Alfredino Rampi aveva sei anni quando nel pomeriggio del 10 giugno 1981 giocando nella campagne di Vermicino cadde in un pozzo artesiano, non coperto per incuria. Un buco largo appena 30 centimetri ma profondo 80 metri. Il bambino lentamente ma inesorabilmente, scivola sempre più giù.

Nei due giorni e mezzo seguenti, più volte si sembra sul punto di raggiungerlo, afferrarlo. Tre speleologi  rischiano la vita, ma per un soffio no riescono, portandosi dietro per tutta la vita l’angoscia di non avercela fatta, dopo aver visto e parlato con alfredino, che ormai non ce la fa più. Alle 7,20 del sabato mattina viene dichiarato il decesso.

Una storia tremenda amplificata a dimsisura da quello che accadde intorno al pozzo: dalle prime ore della disgrazia si radunò una folla sempre più grande; per la prima volta.
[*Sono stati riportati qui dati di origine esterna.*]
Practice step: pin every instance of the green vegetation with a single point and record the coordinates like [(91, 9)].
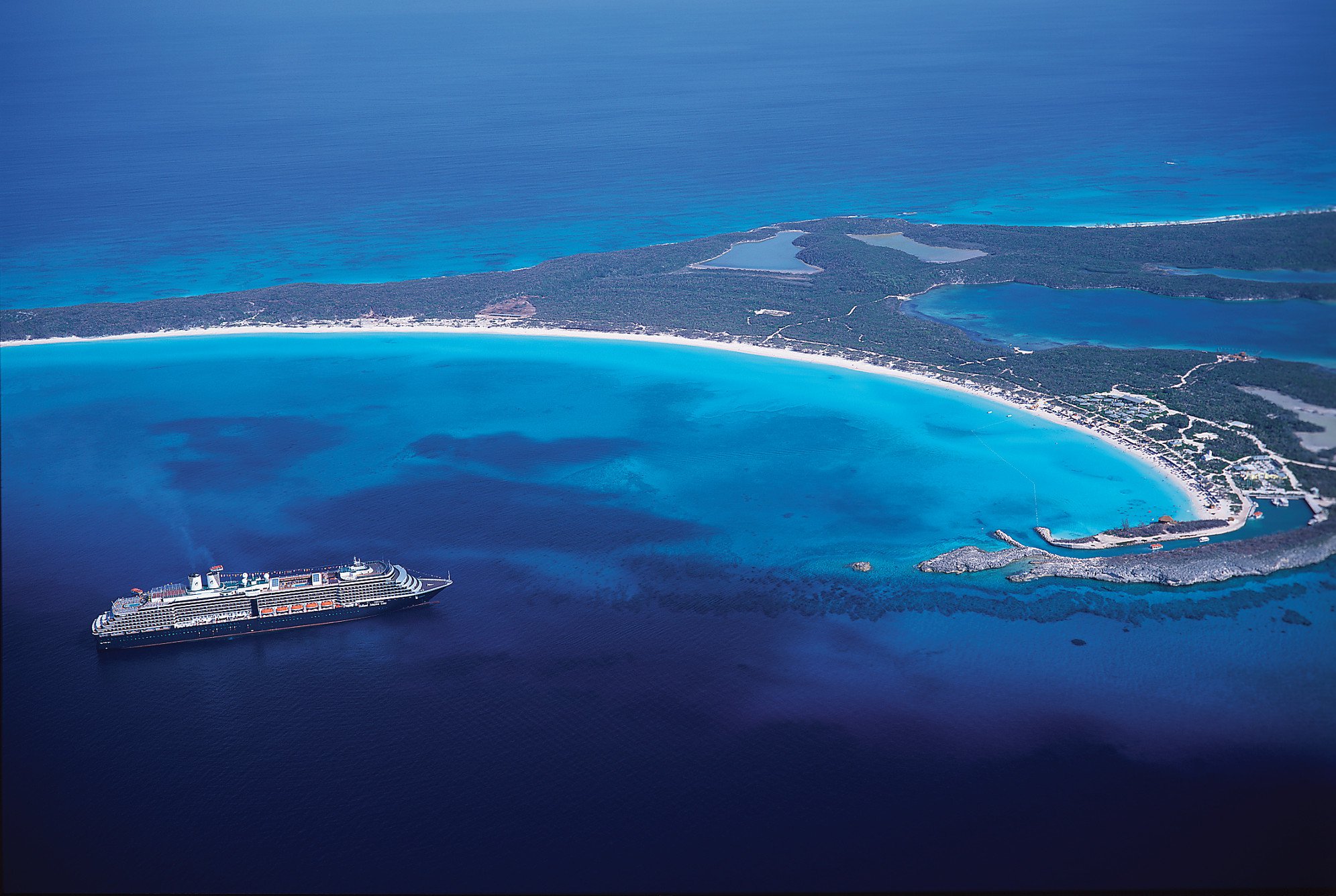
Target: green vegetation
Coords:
[(854, 307)]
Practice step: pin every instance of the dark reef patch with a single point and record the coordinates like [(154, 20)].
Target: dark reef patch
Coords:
[(226, 453), (517, 453), (468, 512)]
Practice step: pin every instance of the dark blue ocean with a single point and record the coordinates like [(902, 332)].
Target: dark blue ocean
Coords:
[(654, 671), (158, 149)]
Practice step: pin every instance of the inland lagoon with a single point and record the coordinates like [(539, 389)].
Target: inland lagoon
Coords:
[(775, 254), (650, 547), (1037, 317), (934, 254)]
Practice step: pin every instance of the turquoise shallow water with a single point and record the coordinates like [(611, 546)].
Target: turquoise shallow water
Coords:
[(772, 254), (1036, 317), (654, 667), (162, 150), (764, 461)]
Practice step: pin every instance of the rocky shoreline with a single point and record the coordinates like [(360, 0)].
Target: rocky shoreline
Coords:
[(1213, 563)]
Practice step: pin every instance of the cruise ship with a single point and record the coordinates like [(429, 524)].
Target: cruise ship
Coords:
[(211, 605)]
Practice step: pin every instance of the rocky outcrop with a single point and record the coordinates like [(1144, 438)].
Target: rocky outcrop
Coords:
[(1213, 563), (976, 560)]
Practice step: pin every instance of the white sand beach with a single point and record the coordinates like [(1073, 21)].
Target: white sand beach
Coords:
[(1197, 504)]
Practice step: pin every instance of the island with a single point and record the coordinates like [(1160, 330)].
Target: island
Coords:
[(1208, 420)]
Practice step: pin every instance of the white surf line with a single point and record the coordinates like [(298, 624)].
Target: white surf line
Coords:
[(1213, 221), (469, 326)]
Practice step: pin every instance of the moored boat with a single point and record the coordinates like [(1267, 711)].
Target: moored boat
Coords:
[(213, 606)]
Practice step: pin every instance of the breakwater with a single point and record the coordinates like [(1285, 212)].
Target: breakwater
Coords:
[(1184, 567)]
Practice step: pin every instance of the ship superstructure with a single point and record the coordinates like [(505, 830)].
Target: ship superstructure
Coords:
[(214, 605)]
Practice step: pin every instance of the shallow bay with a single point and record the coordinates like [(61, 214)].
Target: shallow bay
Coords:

Si realizzò in Italia il cosiddetto circo mediatico, la Rai improvvisò una diretta ininterrotta, una no stop ipnotica che incollò davanti al video 20 milioni di italiani, rappresentati dall’allora presidente della Repubblica che si recò di persona a Vermicino. Una tragedia che rivelò uno dei volti peggiori della tv, quello della psicosi voyeristica collettiva.